Frontline restructuring moves ahead
Written by Nick BlenkeyFrontline Ltd., the world’s largest tanker company, today issued an update on progress with the restructuring plan it announced December 6. That plan is backed by more than $505 million in guarantees from Frontline’s largest shareholder, John Fredriksen controlled Hemen Holdings. It will see the company carved into two, with a new company Frontline 2012, acquiring five VLCC newbuilding contracts, six modern VLCCs and four modern Suezmax tankers from Frontline at fair market value. Frontline 2012 will also assume a total of $666 million in bank debt attached to the newbuilding contracts and vessels and a further $325.5 million in remaining newbuilding commitments.
Today, Frontline said that Frontline 2012 has completed a private placement with a small group of large institutional investors of 100,000,000 new ordinary shares of $2.00 par value at a subscription price of $2.85, raising $285 million in gross proceeds to Frontline 201211.
Frontline Ltd. has been allocated 8,771,000 shares at a subscription price of $2.85, representing approximately 8.8 percent of Frontline 2012.
“When the Private Placement and restructuring is closed, Frontline will, if practically possible, seek to give Frontline’s shareholders the possibility to participate in Frontline 2012,” says a statement issued today. “This possibility represents no instant value. It might include a sale of Frontline’s holding in Frontline 2012 to its shareholders at the issue price.
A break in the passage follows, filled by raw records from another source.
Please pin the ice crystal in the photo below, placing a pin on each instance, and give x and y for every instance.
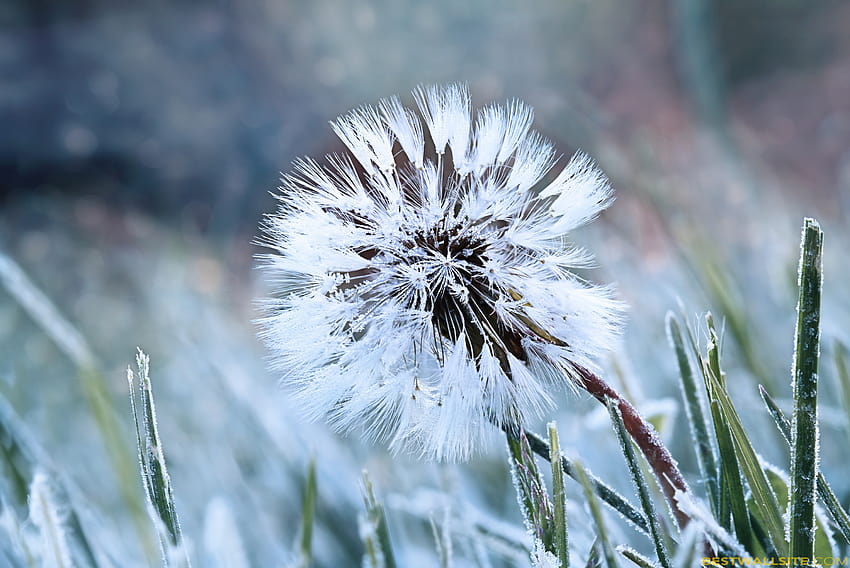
(424, 285)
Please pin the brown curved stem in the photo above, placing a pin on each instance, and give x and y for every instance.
(660, 460)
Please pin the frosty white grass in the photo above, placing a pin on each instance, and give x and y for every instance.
(424, 285)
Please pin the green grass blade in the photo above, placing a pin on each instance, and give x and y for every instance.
(559, 496)
(804, 433)
(596, 513)
(593, 558)
(826, 495)
(536, 506)
(20, 457)
(731, 486)
(375, 533)
(640, 484)
(308, 510)
(610, 497)
(94, 385)
(636, 557)
(695, 414)
(155, 478)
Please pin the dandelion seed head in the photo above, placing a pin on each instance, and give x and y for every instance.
(424, 284)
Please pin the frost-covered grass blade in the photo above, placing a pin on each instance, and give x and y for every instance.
(639, 483)
(374, 531)
(804, 433)
(636, 557)
(705, 449)
(535, 503)
(765, 510)
(596, 512)
(155, 479)
(21, 461)
(559, 497)
(605, 492)
(826, 495)
(308, 509)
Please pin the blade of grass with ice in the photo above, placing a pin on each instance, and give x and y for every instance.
(766, 510)
(374, 530)
(155, 479)
(636, 557)
(733, 501)
(804, 432)
(608, 495)
(705, 450)
(639, 482)
(308, 509)
(537, 508)
(825, 493)
(22, 457)
(559, 496)
(596, 513)
(95, 389)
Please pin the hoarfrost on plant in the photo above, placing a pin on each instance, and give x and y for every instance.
(424, 285)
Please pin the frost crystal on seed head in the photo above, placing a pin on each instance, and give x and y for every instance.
(424, 286)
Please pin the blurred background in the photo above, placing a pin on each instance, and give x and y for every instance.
(139, 145)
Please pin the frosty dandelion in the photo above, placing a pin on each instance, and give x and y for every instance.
(424, 284)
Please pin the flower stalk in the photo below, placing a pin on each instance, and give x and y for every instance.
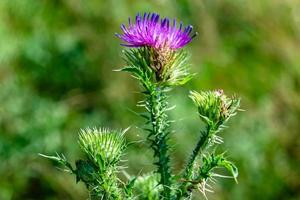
(154, 57)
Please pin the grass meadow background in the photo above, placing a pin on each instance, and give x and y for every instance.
(56, 76)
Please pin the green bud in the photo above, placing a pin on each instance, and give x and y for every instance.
(104, 147)
(214, 107)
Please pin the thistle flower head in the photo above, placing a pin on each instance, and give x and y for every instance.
(214, 107)
(151, 31)
(104, 147)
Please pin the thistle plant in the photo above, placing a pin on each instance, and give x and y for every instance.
(154, 55)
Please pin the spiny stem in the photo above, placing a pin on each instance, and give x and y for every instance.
(158, 135)
(201, 145)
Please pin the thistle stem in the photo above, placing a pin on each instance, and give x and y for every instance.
(185, 189)
(158, 135)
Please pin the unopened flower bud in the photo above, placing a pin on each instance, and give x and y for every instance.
(214, 107)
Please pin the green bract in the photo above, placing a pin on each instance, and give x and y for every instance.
(103, 146)
(158, 70)
(214, 107)
(150, 66)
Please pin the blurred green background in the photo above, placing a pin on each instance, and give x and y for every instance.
(56, 62)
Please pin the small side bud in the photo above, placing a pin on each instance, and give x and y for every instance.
(104, 147)
(214, 107)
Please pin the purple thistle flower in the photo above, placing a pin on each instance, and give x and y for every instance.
(148, 30)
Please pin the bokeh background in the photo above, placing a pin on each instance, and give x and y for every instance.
(56, 76)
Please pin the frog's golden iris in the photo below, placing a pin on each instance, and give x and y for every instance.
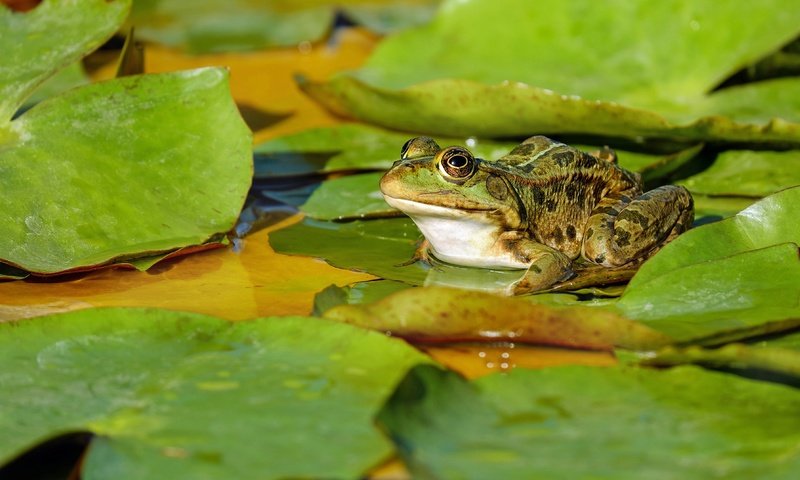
(538, 208)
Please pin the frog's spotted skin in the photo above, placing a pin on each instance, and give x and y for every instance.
(539, 207)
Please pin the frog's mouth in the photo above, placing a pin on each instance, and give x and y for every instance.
(411, 208)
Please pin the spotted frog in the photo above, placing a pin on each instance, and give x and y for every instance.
(541, 208)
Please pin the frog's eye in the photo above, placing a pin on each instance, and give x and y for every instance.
(456, 163)
(419, 147)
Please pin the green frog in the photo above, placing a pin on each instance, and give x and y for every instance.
(541, 207)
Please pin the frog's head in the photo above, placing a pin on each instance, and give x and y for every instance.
(429, 181)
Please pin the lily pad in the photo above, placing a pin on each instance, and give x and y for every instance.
(348, 198)
(768, 222)
(392, 15)
(464, 75)
(378, 247)
(747, 173)
(32, 53)
(436, 314)
(141, 379)
(584, 422)
(710, 208)
(223, 25)
(356, 294)
(775, 363)
(721, 300)
(90, 176)
(70, 77)
(207, 26)
(349, 146)
(728, 280)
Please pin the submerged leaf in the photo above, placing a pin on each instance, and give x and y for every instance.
(436, 314)
(39, 43)
(141, 379)
(350, 146)
(347, 198)
(381, 247)
(90, 176)
(583, 422)
(782, 363)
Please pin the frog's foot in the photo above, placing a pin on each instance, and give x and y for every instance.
(548, 266)
(622, 229)
(421, 254)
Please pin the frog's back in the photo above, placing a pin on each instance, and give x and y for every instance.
(560, 186)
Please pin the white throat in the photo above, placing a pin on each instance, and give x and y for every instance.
(460, 237)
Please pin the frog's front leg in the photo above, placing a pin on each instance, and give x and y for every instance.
(546, 267)
(622, 229)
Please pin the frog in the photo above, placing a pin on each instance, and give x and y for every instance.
(542, 208)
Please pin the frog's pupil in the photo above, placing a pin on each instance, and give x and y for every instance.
(404, 150)
(457, 161)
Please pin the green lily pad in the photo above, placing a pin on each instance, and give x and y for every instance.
(266, 391)
(390, 16)
(717, 208)
(747, 173)
(70, 77)
(355, 294)
(436, 314)
(464, 75)
(32, 52)
(381, 247)
(716, 301)
(590, 422)
(132, 167)
(348, 198)
(768, 222)
(223, 25)
(790, 341)
(779, 363)
(346, 147)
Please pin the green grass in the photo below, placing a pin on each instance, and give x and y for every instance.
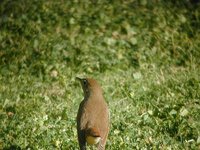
(145, 54)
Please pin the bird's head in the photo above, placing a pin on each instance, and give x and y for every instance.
(89, 86)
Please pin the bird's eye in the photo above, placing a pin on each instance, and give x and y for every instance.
(84, 81)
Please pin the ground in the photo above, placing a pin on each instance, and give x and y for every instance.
(145, 54)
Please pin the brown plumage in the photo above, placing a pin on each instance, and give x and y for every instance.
(93, 116)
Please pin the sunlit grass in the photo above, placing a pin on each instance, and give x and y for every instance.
(144, 54)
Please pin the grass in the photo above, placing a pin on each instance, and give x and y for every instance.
(144, 53)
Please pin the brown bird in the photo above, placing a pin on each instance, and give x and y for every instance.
(93, 116)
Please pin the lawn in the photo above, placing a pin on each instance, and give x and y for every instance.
(144, 53)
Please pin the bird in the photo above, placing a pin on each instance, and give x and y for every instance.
(93, 116)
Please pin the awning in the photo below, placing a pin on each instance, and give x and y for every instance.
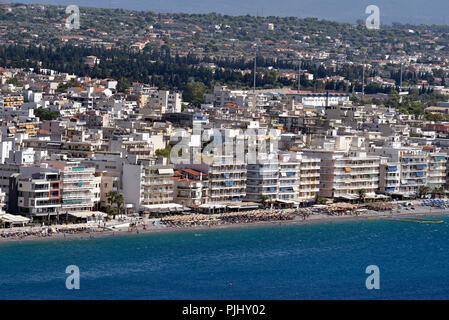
(166, 171)
(13, 219)
(87, 214)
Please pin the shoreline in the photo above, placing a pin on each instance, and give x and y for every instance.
(319, 218)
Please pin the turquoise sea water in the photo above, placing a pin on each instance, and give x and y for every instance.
(313, 261)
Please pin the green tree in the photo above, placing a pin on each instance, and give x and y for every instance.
(423, 191)
(361, 194)
(164, 152)
(45, 114)
(194, 93)
(117, 199)
(123, 84)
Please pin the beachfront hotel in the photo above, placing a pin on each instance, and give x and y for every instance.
(344, 173)
(45, 192)
(191, 187)
(80, 189)
(309, 179)
(148, 184)
(37, 195)
(226, 175)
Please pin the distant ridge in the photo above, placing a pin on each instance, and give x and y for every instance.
(402, 11)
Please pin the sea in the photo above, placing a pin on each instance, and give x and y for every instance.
(320, 260)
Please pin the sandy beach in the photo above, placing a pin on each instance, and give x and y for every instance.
(148, 227)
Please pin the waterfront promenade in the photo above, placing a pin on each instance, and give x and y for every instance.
(134, 225)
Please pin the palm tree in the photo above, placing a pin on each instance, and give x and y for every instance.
(116, 198)
(362, 194)
(423, 191)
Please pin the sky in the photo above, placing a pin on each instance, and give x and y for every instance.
(403, 11)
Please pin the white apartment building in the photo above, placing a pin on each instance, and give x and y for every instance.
(147, 184)
(38, 195)
(171, 102)
(80, 189)
(191, 187)
(309, 179)
(226, 176)
(344, 173)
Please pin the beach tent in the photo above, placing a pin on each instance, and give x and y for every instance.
(14, 220)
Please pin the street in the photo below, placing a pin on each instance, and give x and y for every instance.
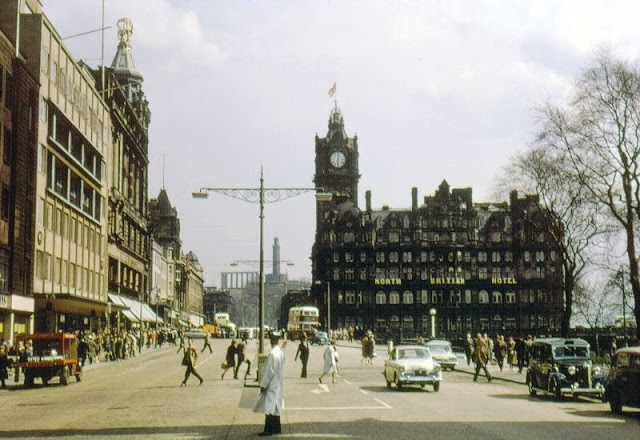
(141, 398)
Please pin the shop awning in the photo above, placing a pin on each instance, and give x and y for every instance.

Frontline’s main shareholder, Hemen, that has subscribed for and been allocated 50,000,000 shares in Frontline 2012, will in the event that Frontline’s holding in Frontline 2012 is not sufficient to satisfy the demand from Frontline’s shareholders for Frontline 2012 shares, be positive to contribute.”
If the proposed restructuring of Frontline is consummated, Frontline will receive $1,121 million in consideration for the sale of assets to Frontline 2012. The book value of the assets to be sold, including the remaining newbuilding commitments, was as of 30.09.2011 $1,433 million.
Frontline has received a fairness opinion from SEB Enskilda concluding that the consideration to be received by Frontline for the sale of assets referred to in the press release from Frontline dated December 6, 2011 is fair from a financial point of view.
Frontline is still negotiating with its banks and counterparts with the target of complete the restructuring prior to December 31, 2011.